- Rated NR
Reviewed by Andy Kurtz
rom the moment he put a shotgun in his mouth and pulled the trigger at the tender age of 27, Kurt Cobain, the lead singer and songwriter of the rock band Nirvana, has been mythologized to an almost ridiculous extent. Not to say that the man was not talented – he was very much so. Cobain nearly single-handedly saved us from the mediocrity and preposterousness of 80’s hair metal pop music with his own unique punk/pop rock sound. But before and since his death, Cobain has been the subject of overzealous media hype that has generated everything from ludicrous conspiracy theories to unbridled worship or hatred of the man.
Now comes AJ Schnack’s refreshingly honest look at this man’s life in “Kurt Cobain: About a Son.” Eschewing the standard documentary model of interviewing personal or professional peers to provide insight into a subject, “About a Son” is completely narrated by Cobain himself utilizing interviews recorded before his death. The result is a somewhat eerie but revealing and intimate first-hand account of the man’s life growing up in the northwestern United States.

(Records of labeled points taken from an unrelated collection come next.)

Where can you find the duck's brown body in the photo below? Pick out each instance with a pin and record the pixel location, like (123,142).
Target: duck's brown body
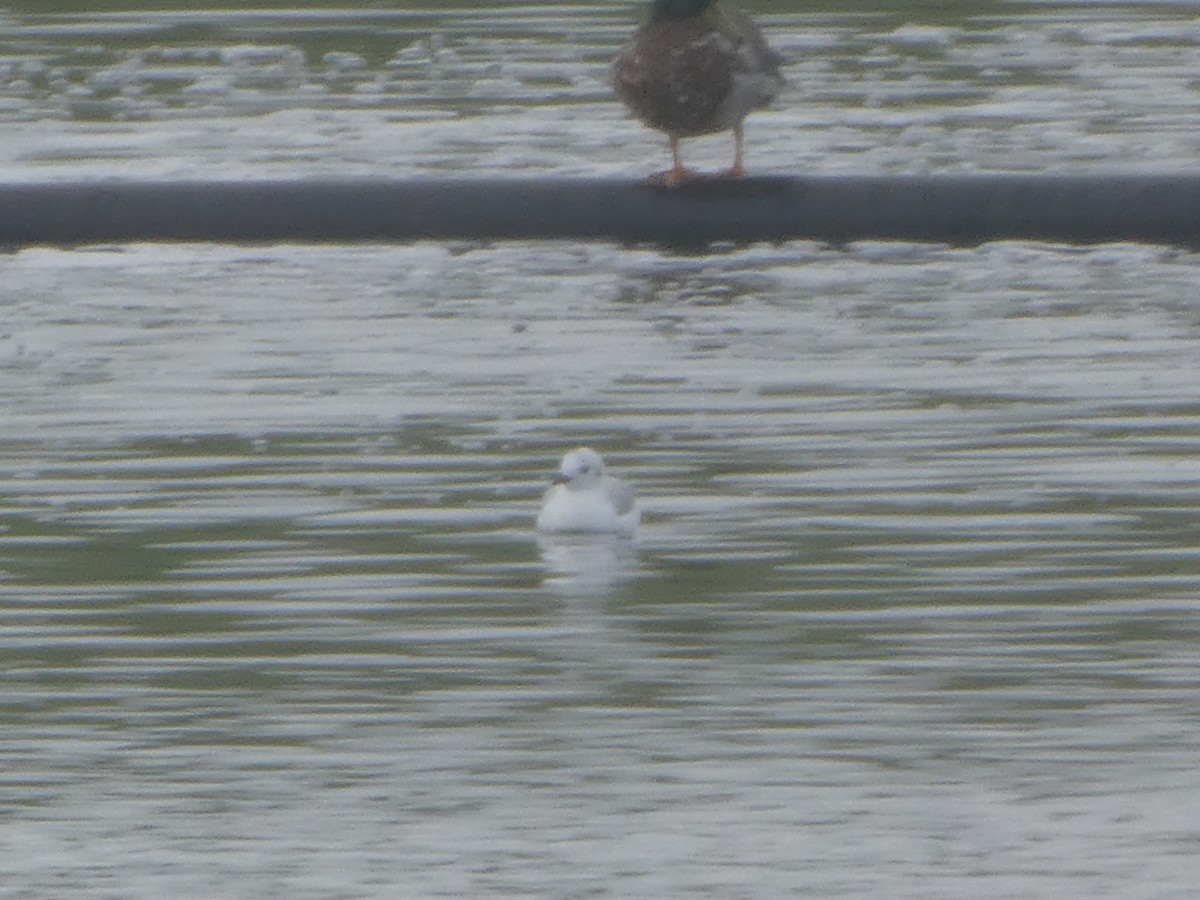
(696,70)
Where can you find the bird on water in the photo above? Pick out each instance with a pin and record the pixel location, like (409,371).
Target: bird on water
(696,67)
(586,498)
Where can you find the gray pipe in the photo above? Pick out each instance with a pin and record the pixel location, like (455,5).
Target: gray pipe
(952,209)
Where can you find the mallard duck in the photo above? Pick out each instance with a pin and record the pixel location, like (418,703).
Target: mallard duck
(586,498)
(696,67)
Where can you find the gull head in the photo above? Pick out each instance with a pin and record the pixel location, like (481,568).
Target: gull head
(581,469)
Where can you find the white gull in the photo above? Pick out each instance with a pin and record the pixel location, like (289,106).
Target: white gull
(586,498)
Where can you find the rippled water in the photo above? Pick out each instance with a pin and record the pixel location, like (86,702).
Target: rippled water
(913,609)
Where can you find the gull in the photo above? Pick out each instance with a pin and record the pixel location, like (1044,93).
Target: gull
(696,67)
(586,498)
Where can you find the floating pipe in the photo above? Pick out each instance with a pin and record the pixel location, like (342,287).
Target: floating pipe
(951,209)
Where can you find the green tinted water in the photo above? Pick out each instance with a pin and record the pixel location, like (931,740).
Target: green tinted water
(912,612)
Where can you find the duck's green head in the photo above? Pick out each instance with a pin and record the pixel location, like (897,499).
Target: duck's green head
(678,9)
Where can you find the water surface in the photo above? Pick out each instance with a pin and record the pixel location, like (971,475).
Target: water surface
(913,607)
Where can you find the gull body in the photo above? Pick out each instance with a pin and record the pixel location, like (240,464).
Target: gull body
(696,67)
(586,498)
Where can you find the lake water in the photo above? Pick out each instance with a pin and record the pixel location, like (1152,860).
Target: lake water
(913,610)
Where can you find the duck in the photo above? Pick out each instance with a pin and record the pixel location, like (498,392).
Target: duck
(586,498)
(696,67)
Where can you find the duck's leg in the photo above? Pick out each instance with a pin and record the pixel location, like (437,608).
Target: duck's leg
(738,169)
(678,174)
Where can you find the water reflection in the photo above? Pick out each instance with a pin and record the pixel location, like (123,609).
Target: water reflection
(588,564)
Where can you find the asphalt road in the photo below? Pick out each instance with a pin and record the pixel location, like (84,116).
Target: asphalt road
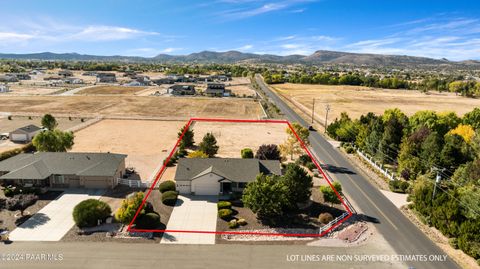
(404,237)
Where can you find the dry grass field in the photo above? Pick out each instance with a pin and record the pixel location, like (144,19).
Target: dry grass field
(106,89)
(233,137)
(132,106)
(146,142)
(360,100)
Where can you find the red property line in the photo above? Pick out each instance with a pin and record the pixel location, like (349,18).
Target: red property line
(187,126)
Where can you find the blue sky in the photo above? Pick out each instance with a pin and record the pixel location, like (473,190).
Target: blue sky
(438,29)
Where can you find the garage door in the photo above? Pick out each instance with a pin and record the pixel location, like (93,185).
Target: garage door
(19,137)
(97,184)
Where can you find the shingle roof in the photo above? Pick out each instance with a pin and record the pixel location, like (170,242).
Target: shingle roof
(233,169)
(43,164)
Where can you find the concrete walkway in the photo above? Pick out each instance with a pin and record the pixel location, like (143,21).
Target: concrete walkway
(53,221)
(192,213)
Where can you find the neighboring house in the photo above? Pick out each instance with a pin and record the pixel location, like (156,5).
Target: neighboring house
(182,90)
(106,77)
(24,134)
(65,73)
(63,170)
(217,89)
(214,176)
(4,88)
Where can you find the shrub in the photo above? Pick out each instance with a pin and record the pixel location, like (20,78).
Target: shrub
(88,212)
(247,153)
(147,221)
(325,218)
(311,166)
(225,214)
(233,224)
(242,222)
(453,242)
(167,186)
(224,205)
(169,198)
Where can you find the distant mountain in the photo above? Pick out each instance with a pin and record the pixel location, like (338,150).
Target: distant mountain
(318,57)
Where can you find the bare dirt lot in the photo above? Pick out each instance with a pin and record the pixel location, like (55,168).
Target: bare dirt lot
(233,137)
(146,142)
(360,100)
(132,106)
(111,90)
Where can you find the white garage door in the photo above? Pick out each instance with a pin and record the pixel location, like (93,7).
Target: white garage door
(19,137)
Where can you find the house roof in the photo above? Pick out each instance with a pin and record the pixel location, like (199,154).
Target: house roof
(28,129)
(233,169)
(43,164)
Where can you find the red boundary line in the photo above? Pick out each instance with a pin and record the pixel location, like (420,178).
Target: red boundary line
(158,175)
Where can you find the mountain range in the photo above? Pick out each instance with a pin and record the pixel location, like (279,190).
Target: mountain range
(317,58)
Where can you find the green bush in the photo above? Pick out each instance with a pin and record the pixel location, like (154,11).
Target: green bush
(169,198)
(233,224)
(247,153)
(325,218)
(167,186)
(88,212)
(147,221)
(224,205)
(242,222)
(225,214)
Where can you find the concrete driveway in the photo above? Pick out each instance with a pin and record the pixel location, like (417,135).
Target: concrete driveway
(192,213)
(53,221)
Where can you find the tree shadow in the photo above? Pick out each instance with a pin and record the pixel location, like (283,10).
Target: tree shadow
(337,169)
(32,221)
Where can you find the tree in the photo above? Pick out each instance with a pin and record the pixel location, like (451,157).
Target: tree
(20,202)
(267,196)
(298,182)
(129,207)
(209,145)
(197,154)
(53,141)
(329,194)
(88,212)
(49,122)
(188,137)
(247,153)
(268,152)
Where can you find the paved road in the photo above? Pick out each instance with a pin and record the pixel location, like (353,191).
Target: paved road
(404,237)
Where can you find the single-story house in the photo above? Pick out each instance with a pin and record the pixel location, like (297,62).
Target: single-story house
(217,89)
(214,176)
(63,170)
(182,90)
(24,134)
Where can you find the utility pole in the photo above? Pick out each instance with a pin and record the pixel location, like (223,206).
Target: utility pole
(437,180)
(313,109)
(327,109)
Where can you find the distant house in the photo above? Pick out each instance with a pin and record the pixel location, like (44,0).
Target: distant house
(217,89)
(63,170)
(24,134)
(65,73)
(4,88)
(8,78)
(106,78)
(214,176)
(182,90)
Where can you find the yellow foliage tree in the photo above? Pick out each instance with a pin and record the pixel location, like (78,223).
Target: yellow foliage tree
(465,131)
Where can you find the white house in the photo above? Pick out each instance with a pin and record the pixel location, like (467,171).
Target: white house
(214,176)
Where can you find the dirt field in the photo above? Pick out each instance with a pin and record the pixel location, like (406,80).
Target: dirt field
(132,106)
(111,90)
(233,137)
(360,100)
(147,143)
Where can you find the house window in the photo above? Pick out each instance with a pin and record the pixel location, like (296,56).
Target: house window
(58,179)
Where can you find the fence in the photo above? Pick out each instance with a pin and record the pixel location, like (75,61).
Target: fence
(390,175)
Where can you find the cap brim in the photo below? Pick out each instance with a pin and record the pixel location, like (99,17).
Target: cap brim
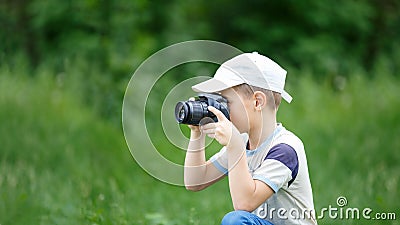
(214,85)
(286,96)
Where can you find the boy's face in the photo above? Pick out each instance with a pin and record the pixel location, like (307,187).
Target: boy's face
(240,107)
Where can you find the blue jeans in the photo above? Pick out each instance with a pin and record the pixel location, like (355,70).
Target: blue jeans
(243,217)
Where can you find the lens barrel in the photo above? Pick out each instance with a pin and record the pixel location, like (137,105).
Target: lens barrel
(192,112)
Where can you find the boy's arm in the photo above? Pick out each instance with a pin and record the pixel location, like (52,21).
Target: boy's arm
(198,174)
(247,194)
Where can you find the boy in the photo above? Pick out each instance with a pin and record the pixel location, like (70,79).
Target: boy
(265,163)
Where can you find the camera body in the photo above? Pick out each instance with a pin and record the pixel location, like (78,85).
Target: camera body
(193,112)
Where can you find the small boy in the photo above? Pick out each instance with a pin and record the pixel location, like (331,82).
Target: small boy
(266,164)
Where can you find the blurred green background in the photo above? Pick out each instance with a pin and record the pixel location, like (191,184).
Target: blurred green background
(65,66)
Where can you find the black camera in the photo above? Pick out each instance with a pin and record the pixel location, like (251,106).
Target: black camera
(192,112)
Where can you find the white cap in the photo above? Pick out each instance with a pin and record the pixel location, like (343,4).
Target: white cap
(247,68)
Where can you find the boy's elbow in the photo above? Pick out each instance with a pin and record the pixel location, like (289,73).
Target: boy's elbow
(244,206)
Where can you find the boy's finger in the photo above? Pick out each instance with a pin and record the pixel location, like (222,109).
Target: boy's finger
(219,114)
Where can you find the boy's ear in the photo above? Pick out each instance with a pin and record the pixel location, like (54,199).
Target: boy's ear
(260,100)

Schnack divides the film in three chapters – first documenting Cobain’s childhood in the logging town of Aberdeen, then moving on to his emergence and growth as an artist in the more bohemian Olympia, and finally his later life in Seattle. Although the chapters are similar in tone, each portion, through Cobain’s narration and Schnack’s sobering views into modern-day life in these areas, affectively provides insight into the life of a man who ambivalently, and often rather humorously, guides us through his experiences in each town.
One aspect of the film that may disappoint some fans is the complete absence of any Nirvana songs in the movie. When one goes to a documentary on the life of Kurt Cobain, they would reasonably expect this. Schnack, however, forgoes this tempting cliché and infuses his film with music that inspired Cobain throughout his life. The result is an even more personal and informative portrait of what drove Cobain as an artist.
Like Kurt Cobain himself, people are probably either going to like this movie or they’re going to hate it. The style of having Cobain’s interview recordings narrate the film is at first a bit off-putting. Not only is hearing the voice of a dead man a bit macabre, it initially seems choppy and random. Most viewers shouldn’t take long adjusting, however, provided Cobain’s voice doesn’t begin to grate on them too much – the man was no James Earl Jones after all. If the adjustment is made, though, there is much to discover.